States With the Lowest Minimum Wage

The minimum wage in the United States is quite confusing, especially when we consider the state minimum wages. Every state has its own minimum wage, but it can’t be less than the federal minimum wage. 

The idea of minimum wage is pretty outdated in the United States as it was first introduced to be a living wage, but what’s first thought to be a living wage doesn’t really live up to today’s expectations. The federal minimum wage is $7.25 per hour. The states with the lowest minimum wage are the states that use the federal minimum wage. While $7.25 isn’t maintainable, even in states with the lowest cost of living, most companies pay their employees more than the federal minimum wage. 
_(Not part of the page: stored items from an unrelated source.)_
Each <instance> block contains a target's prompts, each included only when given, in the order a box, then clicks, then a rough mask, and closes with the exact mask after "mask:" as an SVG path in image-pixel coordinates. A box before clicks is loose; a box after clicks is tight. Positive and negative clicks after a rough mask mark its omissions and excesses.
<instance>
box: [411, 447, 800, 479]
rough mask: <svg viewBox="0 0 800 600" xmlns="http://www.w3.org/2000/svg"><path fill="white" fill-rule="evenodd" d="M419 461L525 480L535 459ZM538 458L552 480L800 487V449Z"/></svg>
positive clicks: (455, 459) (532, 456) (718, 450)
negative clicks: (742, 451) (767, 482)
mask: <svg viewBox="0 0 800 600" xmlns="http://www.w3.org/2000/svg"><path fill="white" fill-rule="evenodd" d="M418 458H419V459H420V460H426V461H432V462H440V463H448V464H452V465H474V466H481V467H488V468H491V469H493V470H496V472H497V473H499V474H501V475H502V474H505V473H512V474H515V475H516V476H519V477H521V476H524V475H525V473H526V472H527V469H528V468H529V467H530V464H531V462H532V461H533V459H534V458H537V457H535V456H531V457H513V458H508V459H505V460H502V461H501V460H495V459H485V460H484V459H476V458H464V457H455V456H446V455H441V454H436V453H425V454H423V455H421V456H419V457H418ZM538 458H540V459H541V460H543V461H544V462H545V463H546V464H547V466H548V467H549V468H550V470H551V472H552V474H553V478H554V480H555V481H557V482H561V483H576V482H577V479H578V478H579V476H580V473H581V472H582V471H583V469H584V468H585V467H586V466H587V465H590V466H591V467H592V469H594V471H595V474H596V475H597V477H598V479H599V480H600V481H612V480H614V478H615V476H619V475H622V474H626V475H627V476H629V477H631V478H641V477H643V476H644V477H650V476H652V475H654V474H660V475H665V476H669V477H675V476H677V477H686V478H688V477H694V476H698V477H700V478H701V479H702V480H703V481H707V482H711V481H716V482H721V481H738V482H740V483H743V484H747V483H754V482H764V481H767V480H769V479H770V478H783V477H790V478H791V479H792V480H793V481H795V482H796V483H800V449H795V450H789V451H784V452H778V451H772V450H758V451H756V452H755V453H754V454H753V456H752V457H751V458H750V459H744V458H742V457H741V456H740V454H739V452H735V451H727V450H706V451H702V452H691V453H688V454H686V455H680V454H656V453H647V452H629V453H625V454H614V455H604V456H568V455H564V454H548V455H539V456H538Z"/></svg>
Many states are focusing on increasing the minimum wage, and some are even pushing for as much as $15 per hour. Not all states are making this effort, though, in a way, it’s understandable as the cost of living changes drastically across the United States. Even $10 per hour is enough of a wage to get by in some states, so they don’t have the same need to push for a higher wage. Here are the states that use the federal minimum wage, making them the states with the lowest minimum wage.

  • Idaho
  • Indiana
  • Iowa
  • Kansas
  • Kentucky
  • Louisiana
  • New Hampshire
  • North Carolina
  • North Dakota
  • Oklahoma
  • Pennsylvania
  • Texas
  • Utah
  • Virginia
  • Wisconsin
  • Wyoming

Other than the states above that force federal minimum wage, there are states above the federal minimum wage but not whole a lot higher. Here is the list of states with a minimum wage under or within the range of $10 per hour.

  • Alaska: $10.19
  • Arkansas: $10.00
  • Delaware: $9.25
  • Florida: $8.56
  • Illinois: $10.00
  • Missouri: $9.45
  • Montana: $8.65
  • Nebraska: $9.00
  • Nevada: $8.00
  • New Mexico: $9.00
  • Ohio: $8.70
  • Rhode Island: $10.50
  • South Dakota: $9.30
  • Vermont: $10.96
  • West Virginia: $8.75

The state minimum wages are on the rise, and as the states increase their minimum wages, we’ll update our list. It’s still a question of whether the states will increase their minimum wages to $15 per hour. While some states might do that, some are certainly not up for it due to the cost of living and its impact on businesses. There are also other things to consider with a higher minimum wage, such as unemployment and the cost of employing people for small businesses.